Henry Silva has often portrayed intense characters while giving performances so charged with intensity, the viewer often wonders how he is able to manufacture such. Ristack is plain mean, and Silva is such a badass that when he delivers lines such as, "Tell Milan that last night's events were just an appetizer. The main course is coming," the theatrical, pulpy quality fades away. What's left is Silva being so cool that the viewer wants Ristack to indulge his insolence, grab a machine gun, and create havoc. Unsurprisingly, the heist and the exchange doesn't go as planned, so a bit of revenge on Ristack's part plays out. With no stealth or scheming, Ristack is fueled by anger and determination. Front-door hits and open-and-hostile robberies ensue: not only is Silva's character taking the action to Milan and company, he's throwing it in their faces.
Veteran Pousse as Milan is pretty terrific, as well.
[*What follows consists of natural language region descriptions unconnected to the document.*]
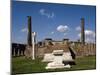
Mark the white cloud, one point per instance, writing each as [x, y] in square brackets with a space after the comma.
[78, 28]
[62, 28]
[52, 32]
[65, 34]
[90, 33]
[24, 30]
[46, 13]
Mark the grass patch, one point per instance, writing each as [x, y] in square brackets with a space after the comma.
[21, 65]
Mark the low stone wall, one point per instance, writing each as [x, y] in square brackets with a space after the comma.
[78, 48]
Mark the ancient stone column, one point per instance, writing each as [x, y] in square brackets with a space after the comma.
[82, 31]
[28, 51]
[34, 45]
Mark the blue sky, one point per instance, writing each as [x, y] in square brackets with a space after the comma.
[56, 21]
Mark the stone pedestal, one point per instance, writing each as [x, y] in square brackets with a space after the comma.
[58, 57]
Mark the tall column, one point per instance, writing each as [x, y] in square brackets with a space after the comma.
[82, 31]
[28, 51]
[33, 45]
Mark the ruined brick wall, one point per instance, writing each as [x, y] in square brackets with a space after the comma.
[79, 49]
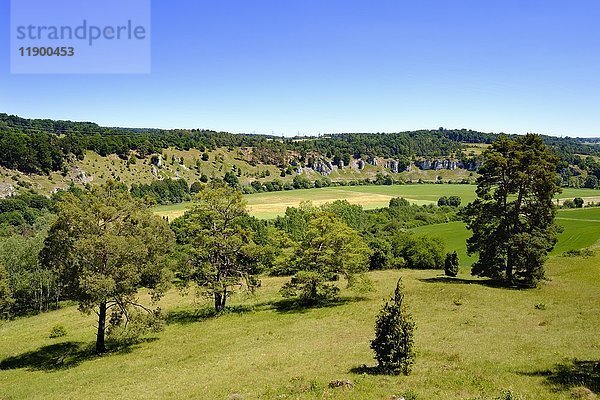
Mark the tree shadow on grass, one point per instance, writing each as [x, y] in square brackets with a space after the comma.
[565, 376]
[64, 355]
[296, 306]
[286, 306]
[474, 281]
[191, 316]
[368, 370]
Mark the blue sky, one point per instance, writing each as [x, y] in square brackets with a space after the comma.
[318, 66]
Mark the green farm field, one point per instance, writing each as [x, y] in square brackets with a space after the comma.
[473, 341]
[581, 229]
[270, 205]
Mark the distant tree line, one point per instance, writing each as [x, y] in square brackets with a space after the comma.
[42, 145]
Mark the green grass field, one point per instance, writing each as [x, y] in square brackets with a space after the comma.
[270, 205]
[473, 341]
[581, 229]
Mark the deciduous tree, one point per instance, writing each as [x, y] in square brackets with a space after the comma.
[329, 249]
[221, 250]
[106, 246]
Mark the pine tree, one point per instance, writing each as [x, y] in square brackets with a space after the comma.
[512, 219]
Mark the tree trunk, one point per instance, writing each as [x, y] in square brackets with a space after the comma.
[100, 346]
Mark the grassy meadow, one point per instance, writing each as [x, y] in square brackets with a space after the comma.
[473, 340]
[271, 204]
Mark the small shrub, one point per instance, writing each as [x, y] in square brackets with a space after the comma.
[58, 331]
[451, 264]
[394, 330]
[578, 202]
[507, 395]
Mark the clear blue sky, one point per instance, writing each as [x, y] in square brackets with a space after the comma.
[311, 66]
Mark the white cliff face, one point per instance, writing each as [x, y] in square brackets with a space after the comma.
[7, 190]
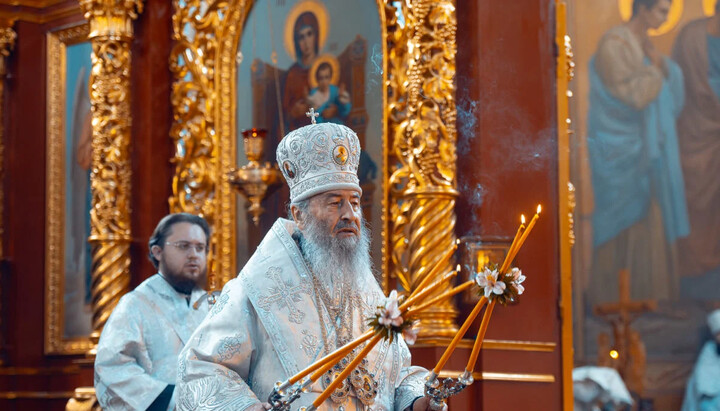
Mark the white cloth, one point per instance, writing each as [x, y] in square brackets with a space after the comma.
[598, 385]
[138, 348]
[703, 389]
[265, 328]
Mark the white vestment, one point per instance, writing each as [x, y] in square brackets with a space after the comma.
[703, 389]
[139, 345]
[265, 328]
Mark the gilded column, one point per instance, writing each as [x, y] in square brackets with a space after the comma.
[421, 94]
[7, 42]
[111, 33]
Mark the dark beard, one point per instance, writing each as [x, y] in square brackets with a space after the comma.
[331, 258]
[181, 284]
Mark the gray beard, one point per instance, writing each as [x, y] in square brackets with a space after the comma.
[333, 260]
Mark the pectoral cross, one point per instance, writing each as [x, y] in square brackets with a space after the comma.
[312, 114]
[284, 294]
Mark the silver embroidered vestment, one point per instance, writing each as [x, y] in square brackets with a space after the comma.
[265, 328]
[139, 346]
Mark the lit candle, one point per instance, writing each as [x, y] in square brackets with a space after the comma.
[331, 358]
[461, 333]
[340, 378]
[480, 337]
[512, 248]
[524, 236]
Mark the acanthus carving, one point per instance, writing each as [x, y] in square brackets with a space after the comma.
[199, 162]
[111, 35]
[422, 112]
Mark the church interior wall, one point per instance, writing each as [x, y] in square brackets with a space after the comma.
[507, 164]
His character also has a charming insolent demeanor, totally different from Silva's and unique to him. Director Jean-Claude Roy will more than likely be remembered for his subsequent adult cinema in which actress Brigitte Lahaie delivered some of her most memorable performances (for example in Couple cherche esclave sexuel (1979)). Instead of delivering a perfunctory, gritty, violent crime flick, Roy delivers a perfunctory, playful and weird, violent crime flick with L'insolent. As 70s European crime cinema continues to gain a cult following, certainly Silva fans and eurocrime fans will pull this one out of obscurity.

1 comment:

Samuel Wilson said...

The mere possibility that Henry Silva might be on the level of his work in Fernando di Leo's movies makes me want to see this film. Thanks for bringing it to my attention.